Latest Article|September 3, 2020|Free
::Making Grown Men Cry Since 1992
3 min read
Since its foundation in Burque just over a year ago, online magazine Pyragraph has wowed artists, filmmakers, authors, musicians, designers and other working visionaries all over with its bevy of useful, no-nonsense articles and personal stories gleaned directly from the trenches of the creative economy. Advice and essays run the gamut—Pyragraph writers have covered everything from the art of the hustle to how performance rights organizations work to becoming a set decorator on “Breaking Bad”—but it’s all geared at helping professional and amateur creators define success on their own terms and achieve it one juicy gig at a time. In advance of a technical upgrade on their website, they’re throwing the Pyragraph ReLaunch Variety Show & Fundraiser on Saturday, April 26, at 8pm, a shindig featuring hilarious storyteller James Judd plus the canny folk warbles of AJ Woods, belly dancers moving to music by The Khans, aerialists from AirDance ArtSpace, a t-shirt transfer/decal station and much more. The night’s entertainment at ArtBar (119 Gold SW) isn’t cheap—$20, unless you’re not a member, in which case it’s $25—but it’s an exceptionally entertaining opportunity to mingle with good people who are invested up to their eyeballs in the creative community.
A little yellow suitcase decorated with a bright design by a renowned Zuni artist becomes something much larger in J. René Peña’s one-woman show, Traveling with Angels, playing at the South Broadway Cultural Center (1025 Broadway SE) on Saturday, April 26, at 7:30pm. Peña’s hour-long show is a deeply personal story about loss, personal guidance and adventure that leavens grief with laughter. Dr. Alex Seowtewa, the well-known Zuni artist who merged Native religious traditions with Catholicism in his paintings of kachinas on the walls of the Old Zuni Mission, becomes a character in the unflinching honesty and sublime spirituality of this Gallup native’s story. Tickets are $20, $5 of which benefits Carrie Tingley Hospital; purchase them at brownpapertickets.com.

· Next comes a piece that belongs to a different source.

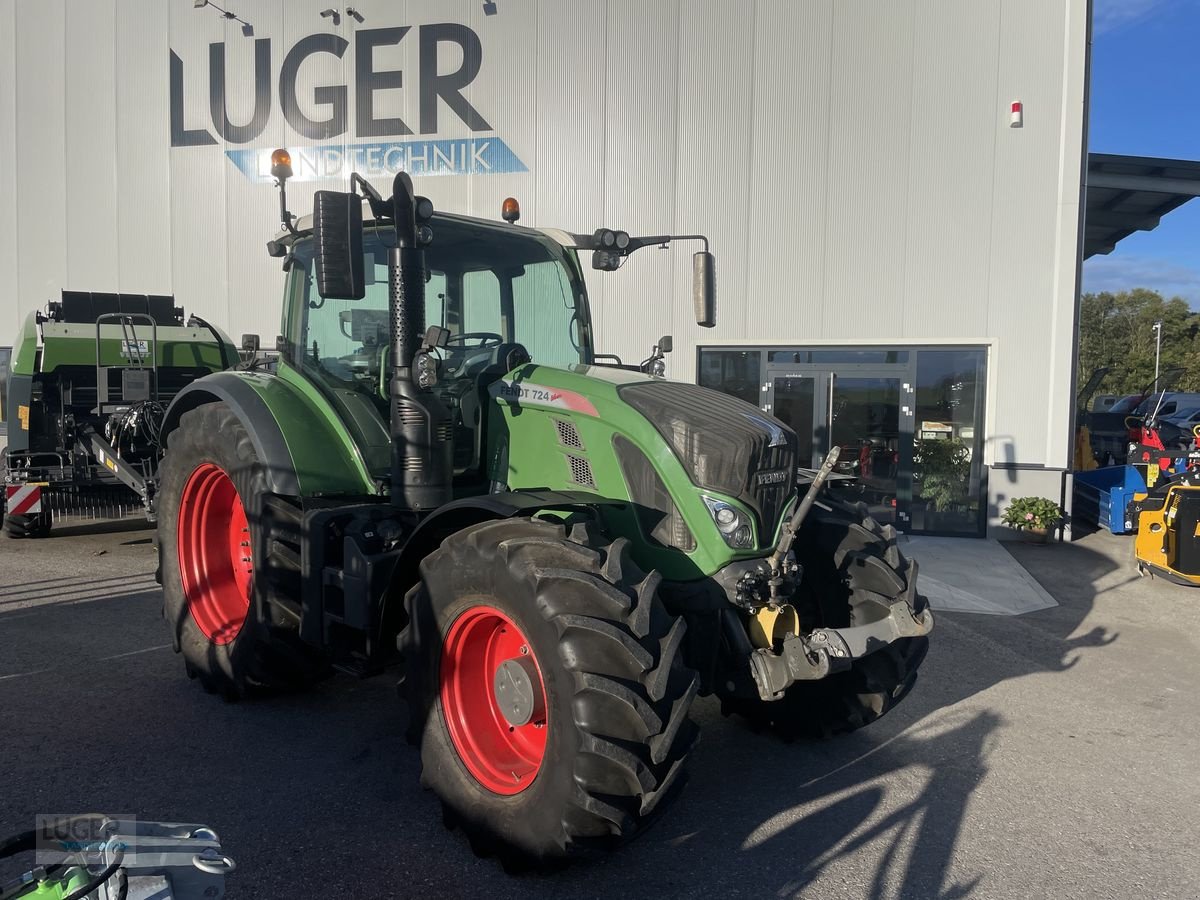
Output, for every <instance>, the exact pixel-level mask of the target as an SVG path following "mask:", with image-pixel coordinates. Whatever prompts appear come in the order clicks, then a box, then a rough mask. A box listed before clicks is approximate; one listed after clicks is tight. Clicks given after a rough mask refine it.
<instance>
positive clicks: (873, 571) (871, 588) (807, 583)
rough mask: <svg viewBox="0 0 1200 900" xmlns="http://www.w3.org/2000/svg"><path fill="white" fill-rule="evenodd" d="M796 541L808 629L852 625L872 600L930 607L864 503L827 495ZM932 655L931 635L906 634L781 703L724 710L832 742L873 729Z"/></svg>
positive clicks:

The Holocaust changed everything—no one can doubt that, and yet its meaning continues to evolve, amplify and assert itself as a legacy that must be uniquely dealt with by each successive generation. Ani Ma’amin (I Believe) commemorates and explores this struggle through the modern, emotional movements of five dancers at Keshet Center for the Arts (4121 Cutler NE) on Saturday, April 26, at 8pm and Sunday, April 27, at 2pm. First performed in 2008, Ani Ma’amin is choreographed and directed by Shira Greenberg, Keshet’s founder and artistic director. Video testimonies from Holocaust survivors and 2nd-generation survivors as well as poetic interludes add to the beauty and impact of this powerful artwork. Tickets are available through brownpapertickets.com or at the door, $15 general admission, $8 students/seniors.